Было уже два часа пополудни и солнце висело высоко над Одессой, когда шаланда Розы с шуршанием ткнулась в прибрежную гальку. Роза, подобрав подол, спрыгнула в воду, первым делом вытащила корзину с бычками, заботливо укрытую тельняшкой, затем выбросила на берег вёсла. Илья молча тянул шаланду подальше на берег, не поднимая глаз. Ему уже было неловко за то, что произошло в лодке, он не понимал, что вдруг накатило на него, не мальчик ведь семнадцати лет, что теперь Розка подумает… Роза заметила это:
– Посмотрите на него – отворачивается! Ой, паскудное ваше племя, Илья!
– Ладно, замолчи.
– А что – вру?!
Он не ответил. Роза вытерла лицо рукавом, запрокинула голову, глядя на солнце. Затем подняла на плечо корзину с бычками побольше и объявила:
– Я в город. Уже поздно, и так по бросовой цене рыбу сдам. Всё утро коту под хвост пошло… Из-за тебя!
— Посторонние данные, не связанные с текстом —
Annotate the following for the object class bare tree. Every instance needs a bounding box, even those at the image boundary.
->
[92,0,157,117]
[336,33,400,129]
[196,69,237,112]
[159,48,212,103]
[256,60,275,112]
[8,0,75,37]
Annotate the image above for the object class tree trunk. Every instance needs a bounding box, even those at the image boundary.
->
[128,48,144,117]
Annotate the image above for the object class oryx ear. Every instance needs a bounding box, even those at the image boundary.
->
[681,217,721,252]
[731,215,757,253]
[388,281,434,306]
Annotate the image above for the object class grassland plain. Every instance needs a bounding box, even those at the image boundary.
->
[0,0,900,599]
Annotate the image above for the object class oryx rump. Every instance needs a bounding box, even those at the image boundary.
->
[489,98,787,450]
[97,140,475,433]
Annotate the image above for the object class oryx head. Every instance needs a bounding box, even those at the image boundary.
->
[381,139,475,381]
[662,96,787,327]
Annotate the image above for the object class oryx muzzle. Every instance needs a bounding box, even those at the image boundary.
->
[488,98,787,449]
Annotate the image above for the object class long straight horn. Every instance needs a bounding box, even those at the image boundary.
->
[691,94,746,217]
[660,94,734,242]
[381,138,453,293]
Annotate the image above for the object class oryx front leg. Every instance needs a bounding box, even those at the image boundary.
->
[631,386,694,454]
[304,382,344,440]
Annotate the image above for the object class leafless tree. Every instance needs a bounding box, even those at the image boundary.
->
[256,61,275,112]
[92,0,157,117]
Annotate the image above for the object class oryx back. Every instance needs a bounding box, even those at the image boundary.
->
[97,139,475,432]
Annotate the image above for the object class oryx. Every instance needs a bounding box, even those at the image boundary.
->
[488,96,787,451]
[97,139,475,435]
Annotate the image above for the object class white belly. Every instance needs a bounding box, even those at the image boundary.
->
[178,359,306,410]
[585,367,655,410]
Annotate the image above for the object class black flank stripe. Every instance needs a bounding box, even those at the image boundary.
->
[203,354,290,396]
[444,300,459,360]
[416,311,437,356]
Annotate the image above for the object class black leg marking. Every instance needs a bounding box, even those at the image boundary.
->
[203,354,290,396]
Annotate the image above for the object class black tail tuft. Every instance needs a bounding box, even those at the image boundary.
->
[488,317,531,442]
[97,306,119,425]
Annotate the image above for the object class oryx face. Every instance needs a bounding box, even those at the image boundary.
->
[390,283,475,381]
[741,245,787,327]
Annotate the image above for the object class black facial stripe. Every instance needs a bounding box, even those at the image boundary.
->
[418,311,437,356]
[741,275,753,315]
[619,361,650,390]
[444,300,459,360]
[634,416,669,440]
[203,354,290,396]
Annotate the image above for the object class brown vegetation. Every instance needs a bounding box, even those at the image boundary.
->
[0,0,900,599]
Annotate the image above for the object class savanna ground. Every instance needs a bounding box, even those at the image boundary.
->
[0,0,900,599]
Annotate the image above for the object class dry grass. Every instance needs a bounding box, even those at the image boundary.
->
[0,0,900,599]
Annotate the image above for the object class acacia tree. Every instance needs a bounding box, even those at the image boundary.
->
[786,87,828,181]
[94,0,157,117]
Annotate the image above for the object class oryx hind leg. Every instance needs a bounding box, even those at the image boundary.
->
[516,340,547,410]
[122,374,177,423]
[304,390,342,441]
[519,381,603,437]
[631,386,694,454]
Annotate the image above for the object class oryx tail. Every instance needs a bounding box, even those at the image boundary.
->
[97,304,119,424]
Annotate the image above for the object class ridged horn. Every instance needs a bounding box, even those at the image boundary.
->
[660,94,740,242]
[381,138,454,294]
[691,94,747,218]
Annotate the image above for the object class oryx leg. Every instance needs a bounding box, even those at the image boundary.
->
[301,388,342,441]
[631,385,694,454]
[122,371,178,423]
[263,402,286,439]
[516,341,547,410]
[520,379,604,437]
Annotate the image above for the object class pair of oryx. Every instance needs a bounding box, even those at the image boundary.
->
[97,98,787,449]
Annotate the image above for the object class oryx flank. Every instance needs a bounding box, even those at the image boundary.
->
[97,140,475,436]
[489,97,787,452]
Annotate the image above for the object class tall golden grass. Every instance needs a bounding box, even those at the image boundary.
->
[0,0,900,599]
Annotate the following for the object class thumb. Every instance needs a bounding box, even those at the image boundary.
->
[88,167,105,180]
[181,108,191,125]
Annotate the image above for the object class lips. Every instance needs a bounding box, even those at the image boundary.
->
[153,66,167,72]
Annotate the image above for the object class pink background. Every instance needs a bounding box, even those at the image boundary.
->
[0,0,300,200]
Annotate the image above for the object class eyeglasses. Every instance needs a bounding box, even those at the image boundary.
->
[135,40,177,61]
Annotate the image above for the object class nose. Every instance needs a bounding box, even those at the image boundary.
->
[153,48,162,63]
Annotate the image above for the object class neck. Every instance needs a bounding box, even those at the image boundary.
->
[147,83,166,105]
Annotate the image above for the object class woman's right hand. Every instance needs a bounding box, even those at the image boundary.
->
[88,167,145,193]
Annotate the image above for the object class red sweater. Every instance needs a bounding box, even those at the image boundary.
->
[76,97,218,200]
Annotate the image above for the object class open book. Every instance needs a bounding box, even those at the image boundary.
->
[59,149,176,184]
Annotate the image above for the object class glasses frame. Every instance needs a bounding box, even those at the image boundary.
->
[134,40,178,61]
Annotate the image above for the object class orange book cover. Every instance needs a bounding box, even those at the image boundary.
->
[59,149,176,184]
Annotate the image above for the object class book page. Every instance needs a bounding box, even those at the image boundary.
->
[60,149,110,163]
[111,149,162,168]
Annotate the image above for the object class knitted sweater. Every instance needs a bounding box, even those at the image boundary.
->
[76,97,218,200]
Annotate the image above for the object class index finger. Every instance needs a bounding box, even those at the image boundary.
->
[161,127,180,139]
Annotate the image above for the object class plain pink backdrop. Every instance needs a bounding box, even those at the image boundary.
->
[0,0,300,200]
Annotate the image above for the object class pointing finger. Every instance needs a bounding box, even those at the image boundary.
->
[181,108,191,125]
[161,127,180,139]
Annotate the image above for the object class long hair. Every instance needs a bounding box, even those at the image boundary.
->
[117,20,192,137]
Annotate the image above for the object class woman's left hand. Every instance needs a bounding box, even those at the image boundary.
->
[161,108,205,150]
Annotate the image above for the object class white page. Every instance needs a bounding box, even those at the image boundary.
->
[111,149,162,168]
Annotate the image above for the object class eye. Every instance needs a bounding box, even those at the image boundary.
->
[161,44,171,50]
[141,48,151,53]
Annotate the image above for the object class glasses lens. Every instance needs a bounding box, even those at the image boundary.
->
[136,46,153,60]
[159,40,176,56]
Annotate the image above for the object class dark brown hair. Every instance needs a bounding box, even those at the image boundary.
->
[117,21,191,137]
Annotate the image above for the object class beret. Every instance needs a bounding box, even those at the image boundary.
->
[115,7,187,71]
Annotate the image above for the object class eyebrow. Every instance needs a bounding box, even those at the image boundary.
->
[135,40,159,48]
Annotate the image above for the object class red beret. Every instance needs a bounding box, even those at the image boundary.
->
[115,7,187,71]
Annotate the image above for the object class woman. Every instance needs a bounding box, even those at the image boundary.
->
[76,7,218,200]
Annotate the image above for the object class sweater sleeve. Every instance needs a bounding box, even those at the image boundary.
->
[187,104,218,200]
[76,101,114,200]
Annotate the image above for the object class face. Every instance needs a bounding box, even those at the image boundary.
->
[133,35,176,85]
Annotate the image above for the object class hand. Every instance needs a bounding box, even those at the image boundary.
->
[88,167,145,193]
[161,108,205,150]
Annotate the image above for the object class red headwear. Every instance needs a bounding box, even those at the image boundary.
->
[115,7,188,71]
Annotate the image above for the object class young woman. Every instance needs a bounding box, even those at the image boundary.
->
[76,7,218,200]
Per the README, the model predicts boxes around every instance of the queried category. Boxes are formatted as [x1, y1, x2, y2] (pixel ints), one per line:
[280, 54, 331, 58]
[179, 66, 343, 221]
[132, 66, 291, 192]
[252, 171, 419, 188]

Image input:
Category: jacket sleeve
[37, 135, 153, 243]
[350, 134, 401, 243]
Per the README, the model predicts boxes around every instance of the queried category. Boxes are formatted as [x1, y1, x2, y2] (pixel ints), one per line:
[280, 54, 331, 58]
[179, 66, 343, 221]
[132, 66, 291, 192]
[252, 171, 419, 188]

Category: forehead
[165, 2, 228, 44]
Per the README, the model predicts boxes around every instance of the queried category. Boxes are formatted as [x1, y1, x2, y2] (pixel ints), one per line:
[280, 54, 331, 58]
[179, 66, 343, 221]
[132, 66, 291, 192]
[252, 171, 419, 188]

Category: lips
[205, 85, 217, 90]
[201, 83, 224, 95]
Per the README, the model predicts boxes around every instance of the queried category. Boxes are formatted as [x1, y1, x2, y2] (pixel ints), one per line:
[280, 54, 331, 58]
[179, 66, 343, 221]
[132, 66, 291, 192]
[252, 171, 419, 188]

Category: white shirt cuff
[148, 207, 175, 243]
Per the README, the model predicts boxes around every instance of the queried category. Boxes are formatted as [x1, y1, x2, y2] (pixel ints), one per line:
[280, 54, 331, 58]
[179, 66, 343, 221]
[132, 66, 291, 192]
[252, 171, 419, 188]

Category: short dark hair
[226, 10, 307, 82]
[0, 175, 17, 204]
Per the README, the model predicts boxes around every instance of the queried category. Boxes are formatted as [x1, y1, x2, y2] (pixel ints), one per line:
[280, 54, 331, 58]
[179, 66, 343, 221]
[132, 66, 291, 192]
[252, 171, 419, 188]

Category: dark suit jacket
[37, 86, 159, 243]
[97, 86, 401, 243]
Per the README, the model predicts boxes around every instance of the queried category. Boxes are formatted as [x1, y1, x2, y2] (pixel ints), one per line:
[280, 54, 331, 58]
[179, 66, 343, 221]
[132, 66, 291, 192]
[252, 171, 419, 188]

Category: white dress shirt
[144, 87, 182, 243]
– Мелочь стухнет, – буркнул Илья, глядя на вторую корзину.
– Стухнет, – согласилась Роза. – Если к Лазарю не отнесёшь.
– Я не нанимался.
– Ну и леший с вами. Мне некогда.
Сказала – и ушла. Стоя у лодки, Илья несколько минут провожал глазами её удаляющуюся синюю юбку. Затем посмотрел на корзину с бычками. Внезапно рассердившись, пнул её ногой. Посмотрел на то, как чёрные рыбки беспомощно бьются на мокром, выглаженном волнами песке, выругался, быстро, одного за другим, покидал бычков в море, швырнул корзину в шаланду и, поглядывая на солнце, зашагал в сторону Одессы.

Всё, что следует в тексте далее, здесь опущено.